1. Switching credit cards
2. Accepting pay for articles
3. Building credit
4. USPS refund on principle
5. Marriage and alcoholism
6. Roth 403(b) contributions
7. Reaching a teenager financially
8. Student loan repayment
9. Victim versus doing it yourself
10. Meatie versus veggie
From Thursday through Sunday, we had two house guests who traveled nearly 2,000 miles to see us. From Friday through Sunday, we had two more guests. On Saturday evening, we had three additional people over for a dinner party.
Not once did we eat out, although we did have to make an extra grocery store trip. Our cost per meal per person over the entire weekend was about $1.50, and virtually every guest seemed to be happy with everything we served.
We’re getting good at this. Are we ready to host an extended family Christmas event? Maybe not.
Q1: Switching credit cards
My husband and I are in our mid-twenties with no debt. No student loans, no CC debt or car loans. We each have a small retirement account through our respective jobs although we plan on moving in the next couple years so I can go back to grad school. I have a credit card through a certain large bank that I’ve had since I graduated from high school, approximately seven years ago. I use it occasionally, about 6-10x/month as a way to add to my credit history. Problem is, my number has either been hacked or stolen three times in the past year so I’ve had to get a new card each time. It’s a very big pain and the bank’s customer service is terrible and I’ve gotten the run around each time having to dispute the charges.
Would it be worth canceling this card and getting a new one through our credit union? I don’t have a problem with interest (it’s lower through the CU though) since we pay it off each month. My husband and I each have a credit card through Wells Fargo that we opened when we were in college but haven’t used in about two years since we no longer bank with WF. I’m worried since we’re young (and the husband doesn’t use any CCs) canceling would hurt our credit score when we start looking for a home in the next five years. We only use a debit card for all our other purchases.
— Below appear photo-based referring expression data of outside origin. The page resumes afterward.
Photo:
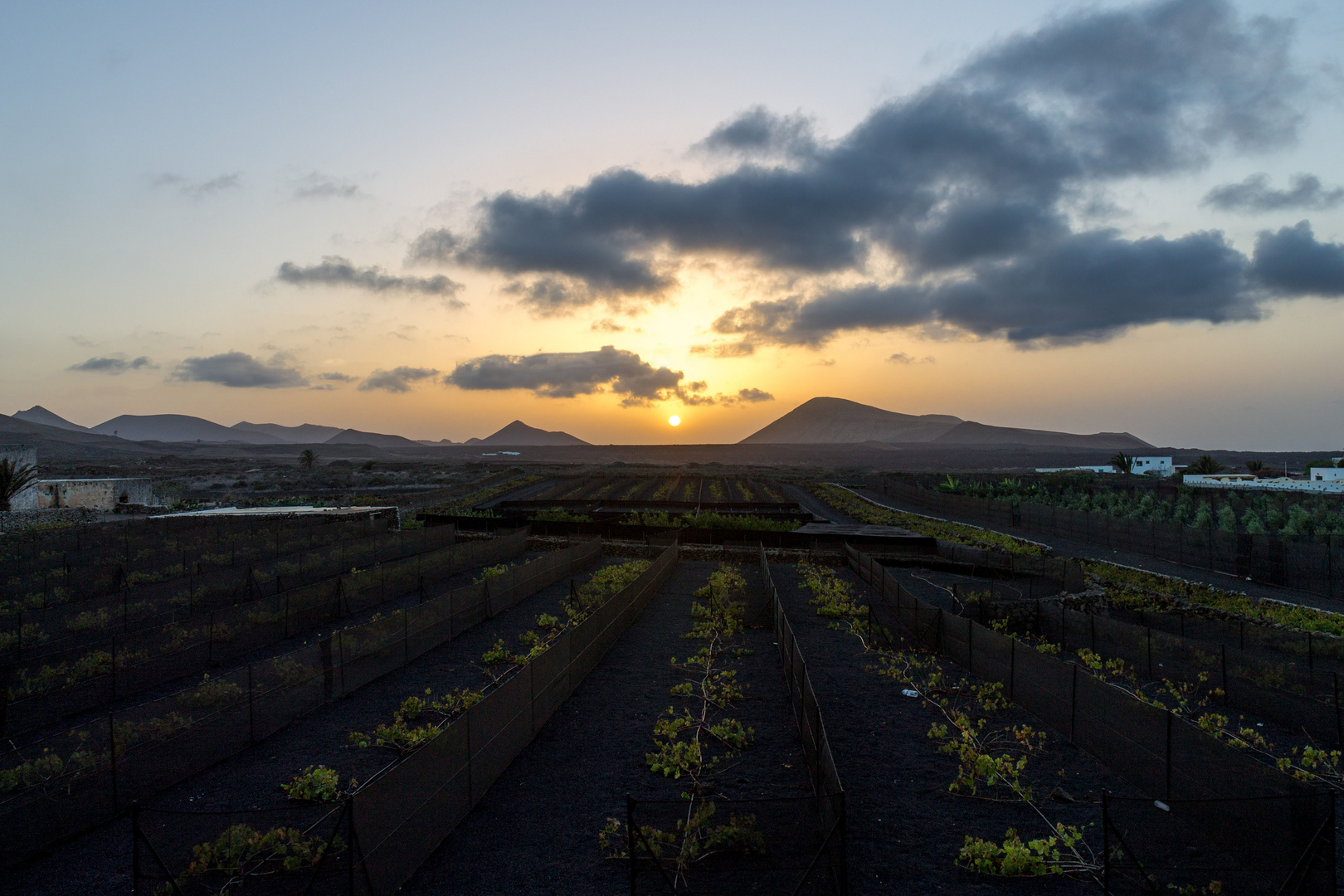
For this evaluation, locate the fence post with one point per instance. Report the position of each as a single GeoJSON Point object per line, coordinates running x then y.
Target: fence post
{"type": "Point", "coordinates": [1339, 728]}
{"type": "Point", "coordinates": [1073, 703]}
{"type": "Point", "coordinates": [1222, 649]}
{"type": "Point", "coordinates": [1105, 845]}
{"type": "Point", "coordinates": [1166, 791]}
{"type": "Point", "coordinates": [134, 848]}
{"type": "Point", "coordinates": [112, 752]}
What do you think?
- Carla
If I were you, I’d simply stop using the card for now and delete the card number from every online service where it appears. Then, I’d apply for a different card (while leaving the old one open), probably one from a different financial institution (like your credit union). In a few years, you can cancel the old card with minimal impact on your credit.
There seems to be some identity theft issues going on here. Usually, such issues occur when someone uses the card at a bogus or disreputable website. You might want to also consider carefully monitoring how both cards are and will be used.
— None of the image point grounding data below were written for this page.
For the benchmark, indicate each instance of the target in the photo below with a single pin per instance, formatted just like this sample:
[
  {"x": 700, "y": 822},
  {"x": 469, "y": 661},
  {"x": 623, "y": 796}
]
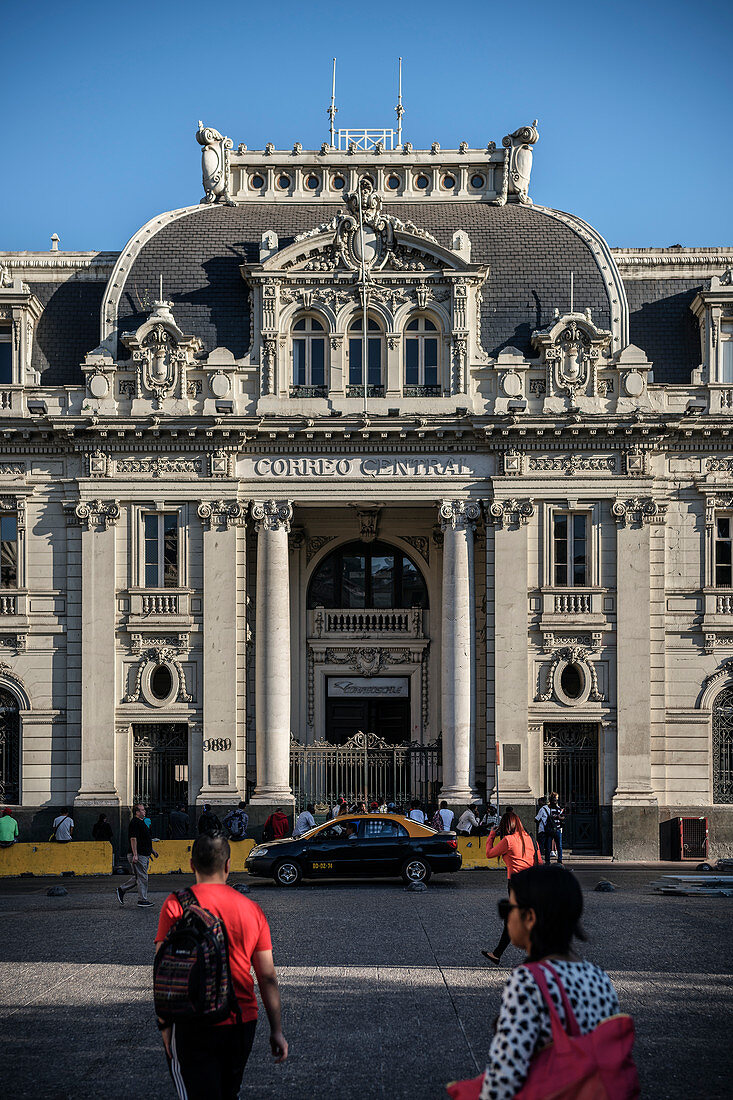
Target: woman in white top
[{"x": 543, "y": 914}]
I’d also keep a careful eye on the old card, even if you’re not actively using it. Just because it’s not in active use doesn’t mean the number’s not out there somewhere.
Q2: Accepting pay for articles
Do you accept payments for writing articles on certain topics on The Simple Dollar?
- Bill
I never have. I won’t say I never will, but I have yet to see an offer that would make me happy doing that and I don’t imagine that I ever will.
Simply put, I don’t sell the content of The Simple Dollar. It’s a place where every editorial word is written by me (or, on very rare occasions, by someone I trust) and the content is not being decided by a corporate entity beholden to the owners or shareholders.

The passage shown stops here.